Pro-Alito Ads Target Two Senate Dems
Seeking to capitalize on what they believe was Democrats' poor performance during last week's confirmation hearings for Supreme Court nominee Samuel A. Alito Jr., a conservative soft-money group is launching television ads against South Dakota Sen. Tim Johnson and North Dakota Sen. Kent Conrad this week designed to sway the two lawmakers' votes on the nominee and also soften them up for their future reelection races.
The ads, which are being funded by Coalition for Fair Judiciary, will run statewide in both Dakotas and cost the group "six figures" combined, according to Keith Appell, a spokesman for the group. The coalition is a 501(c)(4) group, meaning that it does not need to disclose either its sources of funding or disbursements. Appell's firm -- Creative Response Concepts -- handled the public relations for the Swift Boat Veterans For Truth ads against John Kerry in 2004.
"The strategy of the pro-Alito coalition all along has been to emphasize to red state Democrats that you can either stand with the rest of America or stand with Ted Kennedy," said Appell.
Democrats retort that both Johnson and Conrad voted to confirm John Roberts as Supreme Court chief justice, a vote that gives both men "running room" on Alito, according to one Democratic Party strategist.
The ad targeting Johnson and Conrad was still in production as The Fix went to press with this post, but the content was expected to feature a number of editorial board endorsements for Alito's confirmation followed by a question of whether the two senators stand with their constituents or with Kennedy -- the liberal lion as beloved among Democratic loyalists as he is disdained by the Republican base. Neither Democrat has announced where he stands on Alito's confirmation but both represent states that went overwhelming for President Bush in 2004.
Appell characterized the ads -- being produced by Republican media consulting firm Sandler-Innocenzi -- as the "initial phase of a larger campaign," adding: "If liberals like Ted Kennedy continue to make this an election year issue, this campaign will expand much larger and wider." Other states mentioned as potential targets include Arkansas (Sens. Blanche Lincoln and Mark Pryor) and Florida (Sen.
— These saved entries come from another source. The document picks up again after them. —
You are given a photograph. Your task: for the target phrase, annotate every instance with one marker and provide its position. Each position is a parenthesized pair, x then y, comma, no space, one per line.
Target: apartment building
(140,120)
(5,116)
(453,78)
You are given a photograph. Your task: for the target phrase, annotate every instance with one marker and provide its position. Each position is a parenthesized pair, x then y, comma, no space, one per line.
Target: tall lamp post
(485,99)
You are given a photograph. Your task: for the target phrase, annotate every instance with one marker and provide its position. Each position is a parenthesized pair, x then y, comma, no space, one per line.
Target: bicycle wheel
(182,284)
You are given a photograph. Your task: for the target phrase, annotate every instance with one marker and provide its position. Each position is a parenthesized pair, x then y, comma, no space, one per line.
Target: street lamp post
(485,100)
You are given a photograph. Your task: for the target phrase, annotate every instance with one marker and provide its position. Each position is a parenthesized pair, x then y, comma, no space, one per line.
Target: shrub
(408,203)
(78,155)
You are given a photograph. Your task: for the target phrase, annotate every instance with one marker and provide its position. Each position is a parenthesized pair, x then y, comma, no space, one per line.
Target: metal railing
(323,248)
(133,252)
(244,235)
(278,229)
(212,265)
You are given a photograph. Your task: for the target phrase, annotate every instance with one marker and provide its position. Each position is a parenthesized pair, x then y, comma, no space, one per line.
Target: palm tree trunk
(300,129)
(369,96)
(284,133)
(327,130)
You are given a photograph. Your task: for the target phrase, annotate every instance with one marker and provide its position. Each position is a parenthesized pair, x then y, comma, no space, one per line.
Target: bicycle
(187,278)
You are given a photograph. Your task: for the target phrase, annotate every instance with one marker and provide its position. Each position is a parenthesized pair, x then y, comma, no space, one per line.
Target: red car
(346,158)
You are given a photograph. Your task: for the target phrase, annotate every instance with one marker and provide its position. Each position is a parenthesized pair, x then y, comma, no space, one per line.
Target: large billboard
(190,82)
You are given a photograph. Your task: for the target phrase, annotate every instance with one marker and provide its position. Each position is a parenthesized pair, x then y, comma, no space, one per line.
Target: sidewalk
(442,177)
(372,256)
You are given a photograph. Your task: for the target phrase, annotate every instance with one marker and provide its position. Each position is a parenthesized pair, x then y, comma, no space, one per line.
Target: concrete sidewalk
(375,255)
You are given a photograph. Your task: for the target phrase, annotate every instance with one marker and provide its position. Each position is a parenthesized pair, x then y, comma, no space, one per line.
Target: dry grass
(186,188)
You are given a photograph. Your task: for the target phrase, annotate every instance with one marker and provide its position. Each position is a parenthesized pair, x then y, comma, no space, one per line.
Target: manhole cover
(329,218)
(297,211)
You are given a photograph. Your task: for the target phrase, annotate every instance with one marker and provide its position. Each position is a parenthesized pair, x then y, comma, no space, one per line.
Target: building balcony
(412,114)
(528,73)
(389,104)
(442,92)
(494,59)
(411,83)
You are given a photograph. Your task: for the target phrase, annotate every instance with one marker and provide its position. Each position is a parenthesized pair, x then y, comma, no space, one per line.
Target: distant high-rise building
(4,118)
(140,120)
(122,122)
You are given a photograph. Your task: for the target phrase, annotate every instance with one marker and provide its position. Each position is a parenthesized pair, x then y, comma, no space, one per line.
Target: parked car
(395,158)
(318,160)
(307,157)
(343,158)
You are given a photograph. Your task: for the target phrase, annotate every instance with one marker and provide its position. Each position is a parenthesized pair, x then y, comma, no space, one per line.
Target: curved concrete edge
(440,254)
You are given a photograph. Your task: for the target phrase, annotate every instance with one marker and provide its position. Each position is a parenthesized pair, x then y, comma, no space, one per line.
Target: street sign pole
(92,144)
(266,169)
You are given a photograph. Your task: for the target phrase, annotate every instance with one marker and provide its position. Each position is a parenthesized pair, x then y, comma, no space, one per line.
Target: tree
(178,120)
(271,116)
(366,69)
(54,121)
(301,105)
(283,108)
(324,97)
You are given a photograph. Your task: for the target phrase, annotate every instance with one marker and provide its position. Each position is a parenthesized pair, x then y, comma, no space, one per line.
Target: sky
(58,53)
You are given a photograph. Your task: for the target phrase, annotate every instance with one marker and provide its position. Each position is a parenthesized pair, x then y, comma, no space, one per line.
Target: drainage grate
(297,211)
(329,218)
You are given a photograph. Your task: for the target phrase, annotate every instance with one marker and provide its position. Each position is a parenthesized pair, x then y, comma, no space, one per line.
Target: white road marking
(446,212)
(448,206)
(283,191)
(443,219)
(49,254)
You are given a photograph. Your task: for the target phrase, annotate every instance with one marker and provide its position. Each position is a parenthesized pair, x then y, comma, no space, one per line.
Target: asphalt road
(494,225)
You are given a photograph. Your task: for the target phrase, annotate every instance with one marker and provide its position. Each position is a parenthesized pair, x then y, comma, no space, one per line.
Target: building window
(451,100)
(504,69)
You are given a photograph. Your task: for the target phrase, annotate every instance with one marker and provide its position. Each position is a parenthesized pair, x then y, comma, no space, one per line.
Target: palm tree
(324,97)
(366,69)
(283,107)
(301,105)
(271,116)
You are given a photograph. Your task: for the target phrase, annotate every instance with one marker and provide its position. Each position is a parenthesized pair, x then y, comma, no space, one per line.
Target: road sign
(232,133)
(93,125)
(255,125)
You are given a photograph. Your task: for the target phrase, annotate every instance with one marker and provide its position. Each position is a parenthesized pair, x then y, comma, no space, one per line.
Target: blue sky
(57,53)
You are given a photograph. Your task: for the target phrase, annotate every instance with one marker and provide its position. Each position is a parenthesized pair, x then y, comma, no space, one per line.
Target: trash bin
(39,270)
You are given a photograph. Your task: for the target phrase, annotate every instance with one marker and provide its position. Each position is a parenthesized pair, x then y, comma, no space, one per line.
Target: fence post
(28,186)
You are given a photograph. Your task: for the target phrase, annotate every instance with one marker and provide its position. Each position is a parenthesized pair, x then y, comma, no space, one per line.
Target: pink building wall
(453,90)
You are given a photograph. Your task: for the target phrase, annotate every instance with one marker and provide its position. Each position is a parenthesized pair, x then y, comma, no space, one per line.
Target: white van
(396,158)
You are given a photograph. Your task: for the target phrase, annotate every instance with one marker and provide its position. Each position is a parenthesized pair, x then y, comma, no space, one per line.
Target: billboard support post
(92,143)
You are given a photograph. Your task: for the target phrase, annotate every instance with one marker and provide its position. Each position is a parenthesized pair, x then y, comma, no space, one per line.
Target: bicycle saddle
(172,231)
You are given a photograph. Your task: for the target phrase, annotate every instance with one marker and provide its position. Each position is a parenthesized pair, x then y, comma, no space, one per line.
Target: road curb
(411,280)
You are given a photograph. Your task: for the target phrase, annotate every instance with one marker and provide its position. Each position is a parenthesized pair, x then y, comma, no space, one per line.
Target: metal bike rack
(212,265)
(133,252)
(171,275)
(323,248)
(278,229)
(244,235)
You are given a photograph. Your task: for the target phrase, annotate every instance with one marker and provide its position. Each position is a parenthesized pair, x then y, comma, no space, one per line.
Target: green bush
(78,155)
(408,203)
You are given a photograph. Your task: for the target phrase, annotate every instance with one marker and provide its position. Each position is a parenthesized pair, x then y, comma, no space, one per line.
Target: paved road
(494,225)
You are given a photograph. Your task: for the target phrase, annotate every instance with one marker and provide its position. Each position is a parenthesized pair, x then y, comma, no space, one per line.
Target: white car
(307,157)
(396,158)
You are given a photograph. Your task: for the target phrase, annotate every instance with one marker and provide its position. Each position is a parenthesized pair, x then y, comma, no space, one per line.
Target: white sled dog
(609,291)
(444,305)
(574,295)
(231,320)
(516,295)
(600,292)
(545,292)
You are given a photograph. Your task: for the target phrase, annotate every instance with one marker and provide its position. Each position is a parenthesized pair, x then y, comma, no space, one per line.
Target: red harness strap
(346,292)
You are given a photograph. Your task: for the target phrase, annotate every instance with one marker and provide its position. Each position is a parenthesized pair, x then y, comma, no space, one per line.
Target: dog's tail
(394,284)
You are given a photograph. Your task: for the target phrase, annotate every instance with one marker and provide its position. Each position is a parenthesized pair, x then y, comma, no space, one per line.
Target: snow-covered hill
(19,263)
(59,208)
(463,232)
Bill Nelson is up for reelection this year).
A high-level Republican operative, who was granted anonymity to speak freely about the strategic goals behind the ads, said they are backed by a belief that Democrats mishandled the Alito confirmation and in doing so have created a political opening for the GOP.
"Democrats have an enormous vulnerability there," said the operative. "The reality of what they did -- at the beck and call of liberal interest groups -- is unacceptable to the vast majority of voters in red America."
The source added that the blueprint being used against Conrad and Johnson is born of the success of a similar strategy used against then Senate Minority Leader Tom Daschle (D) in the run-up to his 2004 reelection race. In that contest, a bevy of conservative interest groups ran ads on and off for several years painting Daschle as the chief obstructionist to Bush's legislative priorities in an attempt to weaken him in a state that voted for Bush by a 60 percent to 38 percent margin in 2004.
Daschle went on to lose to John Thune by 3,000 vote margin, a victory Republicans credit to their extended campaign to paint him outside of the state's mainstream.
Steve Hildebrand, Daschle's campaign manager in 2004, argued that the ads from outside groups had little effect on the ultimate outcome. "If they actually think that's why he lost, they can keep up those attacks," said Hildebrand.
Conrad is up for reelection in November but faces no major Republican opponent after the party failed to lure Gov. John Hoeven (R) into the contest. Johnson will stand for reelection in 2008 after surviving a near-death political experience against Thune in 2002.